I can’t remember precisely when I first heard Sawada’s steady drumbeat come and go, but it was definitely during the time I was a student in Boulder. I was in the little cabin in Chautauqua Park where I lived, in a coffee shop, out on a run.
The first couple of times I heard Sawada’s drum, it was a sonic apparition. I turned to see the source of this unusual sound, but couldn’t locate it. The next time I heard it, I turned quickly and caught sight of Sawada, taking broad, swift strides, in full monk garb, beating his hand drum.
This was Sawada’s practice. Morning to night. For decades.
Sawada is part of a Buddhist sect that emphasizes walking meditation and work for peace. Much to his parents’ dismay, he became a monk as a young man, and ultimately moved to Boulder, alone, to bear witness to the madness of the nuclear arms race.
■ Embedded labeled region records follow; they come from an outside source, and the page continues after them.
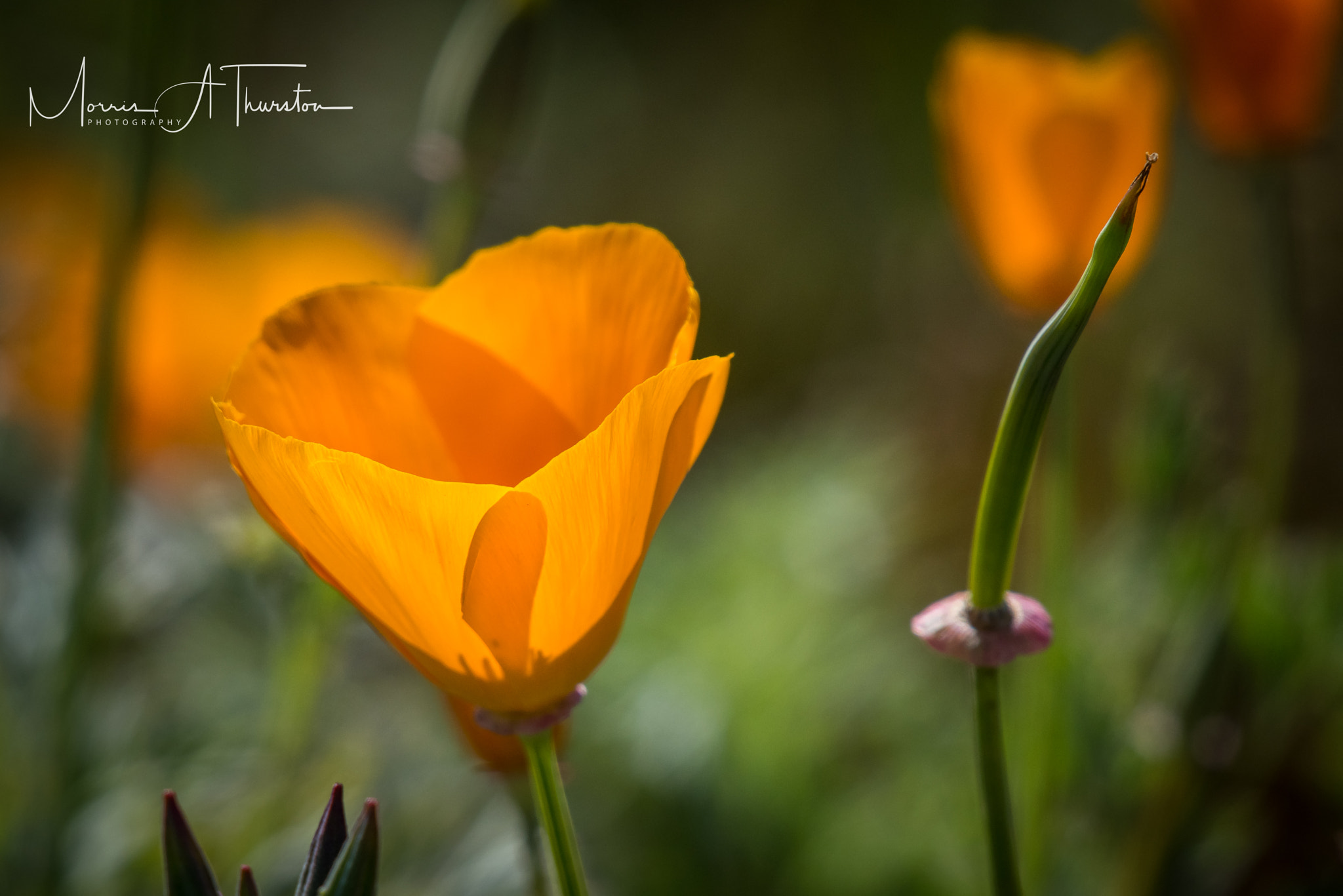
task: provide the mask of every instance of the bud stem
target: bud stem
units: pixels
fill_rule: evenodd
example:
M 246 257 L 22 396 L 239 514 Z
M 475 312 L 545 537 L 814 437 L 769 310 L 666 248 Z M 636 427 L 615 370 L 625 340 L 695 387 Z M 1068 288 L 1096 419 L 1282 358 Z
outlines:
M 551 844 L 551 858 L 555 860 L 560 895 L 587 896 L 587 877 L 583 876 L 583 860 L 579 856 L 577 840 L 573 837 L 573 819 L 569 817 L 569 803 L 564 797 L 564 782 L 560 780 L 560 762 L 555 755 L 552 729 L 521 735 L 520 740 L 526 750 L 526 770 L 532 778 L 536 814 Z
M 1013 842 L 1011 801 L 1007 795 L 1007 763 L 998 668 L 975 666 L 975 736 L 979 752 L 979 787 L 988 822 L 988 866 L 995 896 L 1021 896 L 1017 848 Z
M 995 607 L 1007 592 L 1026 489 L 1030 486 L 1030 472 L 1035 465 L 1054 387 L 1096 308 L 1109 273 L 1128 246 L 1138 196 L 1147 184 L 1154 161 L 1155 153 L 1148 156 L 1143 171 L 1133 179 L 1096 238 L 1091 261 L 1073 287 L 1073 294 L 1039 330 L 1017 368 L 1017 377 L 998 422 L 984 486 L 979 493 L 979 513 L 975 516 L 975 540 L 970 552 L 970 600 L 976 607 Z
M 1147 176 L 1155 161 L 1156 154 L 1148 153 L 1147 164 L 1096 238 L 1091 261 L 1072 296 L 1035 334 L 1017 368 L 1017 377 L 998 422 L 998 435 L 994 438 L 984 486 L 979 494 L 979 513 L 975 516 L 975 537 L 970 551 L 971 621 L 975 615 L 987 615 L 975 614 L 976 610 L 991 613 L 1005 602 L 1017 555 L 1017 537 L 1021 535 L 1026 490 L 1030 488 L 1030 473 L 1045 431 L 1049 403 L 1054 398 L 1068 356 L 1105 289 L 1105 281 L 1128 246 L 1138 197 L 1147 185 Z M 975 668 L 975 732 L 994 893 L 1021 896 L 997 668 Z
Many years later, a couple of other monks from his order eventually joined him in Boulder, perhaps, in part, to lessen the physical toll this form of protest must have taken on Sawada.
Sawada’s presence in Boulder–the sound and sight of him at random times during the week–made a deep impression on me. I got curious about him again a few days ago, after talking about him during our Full Moon Zen Zazenkai last Saturday. While still alive, he is mostly forgotten now. There is scant evidence of his life and practice online, though I did find a few crumbs, including an oral history interview that is part of a series of interviews documenting protest activities at Rocky Flats. It seems memory of Rocky Flats, and even the Cold War itself, is fading. I worry about that.
Boulder is and was a center of Buddhism’s transplantation and growth in the United States, so it also was interesting to find an article in Tricycle about Rocky Flats.
In 1983, years before I heard Sawada’s drumbeat, I was one of the student organizers of a massive, peaceful protest at Rocky Flats. Nearly 17,000 people of all ages gathered to join hands around the above-ground perimeter of the facility.
Bearing witness to the cries of the world is an important ideal and practice in Zen. Roshi Bernie Glassman, my Dharma great-grandfather, made bearing witness one of the three pillars of the Zen Peacemakers order he founded.
I spoke about Sawada during our Zazenkai, because I was recalling and appreciating both the way in which his meditation was a practice of bearing witness, and how the monks who eventually joined him in Boulder made the practice communal, taking the baton from him throughout days and weeks to sustain the practice. People came and went during our Zazenkai, according to their availability and needs, yet there was never a time when any of us sat alone. I had this same sense of bearing communal witness Saturday, as we sat amidst the great turmoil and suffering of the present day.
The world seems at full boil. Perhaps what we do on the cushion, and what our time on the cushion inspires and helps us to do when we’re off it, will reduce the temperature just a bit.